Historical Context for Groundwork of the Metaphysics of Morals

  Portrait of Frederick the Great of Prussia by Johann Georg Ziesenis, 1763. (Wikimedia Commons) Portrait of Frederick the Great of Prussia by Johann Georg Ziesenis, 1763. (Wikimedia Commons) Considered the foremost philosopher of the European Enlightenment, Kant lived in 18th century Prussia during the reign of Frederick the Great (from 1740 to 1786), a vigorous “absolute monarch,” who was hailed both as a military genius and a “philosopher king” personifying the Enlightenment (Voltaire). Frederick the Great improved Prussia’s judicial and educational systems, promoted the arts and sciences, and instituted the principle of freedom of conscience in the Prussian state.  

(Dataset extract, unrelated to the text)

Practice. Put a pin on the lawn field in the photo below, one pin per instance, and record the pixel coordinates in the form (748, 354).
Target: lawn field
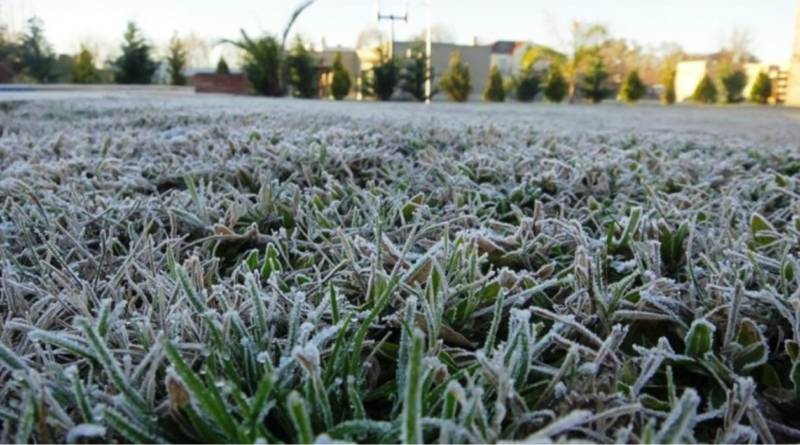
(238, 270)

In his essay “What is Enlightenment?” Kant depicts Prussia as a shining example of the Enlightenment movement and expresses his hopes that Prussia’s spirit of freedom, advanced by Frederick, would spread beyond the state’s boundaries. In the majority of his philosophical works, Kant was not very preoccupied with the concrete manifestations of political freedom. He developed instead a notion of freedom as "autonomy," the idea that that we should obey a law based on reason that we give to ourselves.

Kant was impressed by the progress of modern science (Copernicus, Galileo, Newton). As a result, he found the endless and seemingly insolvable metaphysical debates of his time about God, freedom, and immortality unbearable. He became convinced that if philosophy was to take its place among the sciences, it would have to proceed more critically. It would have to start from scratch and systematically investigate its own possibilities.

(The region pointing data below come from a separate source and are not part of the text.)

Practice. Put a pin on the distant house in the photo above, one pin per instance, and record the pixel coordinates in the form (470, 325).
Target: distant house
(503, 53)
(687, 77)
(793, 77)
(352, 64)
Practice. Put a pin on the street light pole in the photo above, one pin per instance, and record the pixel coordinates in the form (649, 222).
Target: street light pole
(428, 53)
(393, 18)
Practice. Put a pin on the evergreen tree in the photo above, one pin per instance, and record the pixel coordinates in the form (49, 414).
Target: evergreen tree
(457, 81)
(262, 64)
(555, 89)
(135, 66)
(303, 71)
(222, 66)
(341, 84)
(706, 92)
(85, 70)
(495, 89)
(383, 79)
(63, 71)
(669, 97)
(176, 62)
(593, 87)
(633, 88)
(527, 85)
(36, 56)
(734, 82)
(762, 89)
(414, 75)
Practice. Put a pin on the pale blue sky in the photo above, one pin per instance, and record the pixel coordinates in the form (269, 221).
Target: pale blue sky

In his moral philosophy, Kant explains how reason can guide us to find morality in our actions. Hume and other empiricists of his time advocated the idea that our experience could help us to understand the grounds for moral activity, often in "moral sentiments." Kant brushes away this. Moral philosophy, in order to be considered a science, he says in Section II of the Groundwork, must “manifest its purity as sustainer of its own laws, not as herald of laws that an implanted sense or who knows what tutelary nature whispers to it” (Groundwork, p. 35).  Following moral principles derived from the senses and from experience, he admits, “may always be better than nothing at all.” Yet, they “can never yield basic principles that reason dictates,” and since this is decidedly Kant’s goal, he rejects the empiricists’ approach to morality.   

Kant aimed for a moral philosophy founded on reason. More precisely, he sought  to establish moral principles that “have their source entirely and completely a priori” and “expect nothing from the inclination of human beings.” A priori judgments, according to Kant, are judgments that are made independently of experience and that are held universally. In other words, he wanted to cut out any inconsistent empirical ‘mess.’ He sought a moral law independent from external circumstances (situations, customs, mores, societal laws), a universal law that is intelligible “for all rational beings” alike, regardless of the circumstances.

This premise led him to the bold statement in the first sentence of Section I, where he claims that the only thing that can be called good without limitation or qualification is the good will. Kant looked for goodness not in an object of our will but in the will itself. As Kant considered anything outside of the subject as dependent on empirical aspects, while he thought that our will can be guided by reason. By “placing” goodness within the individual (in the will), he makes it dependent on something that the individual—in fact, all rational individuals universally—can influence directly, namely the motivation underlying their actions.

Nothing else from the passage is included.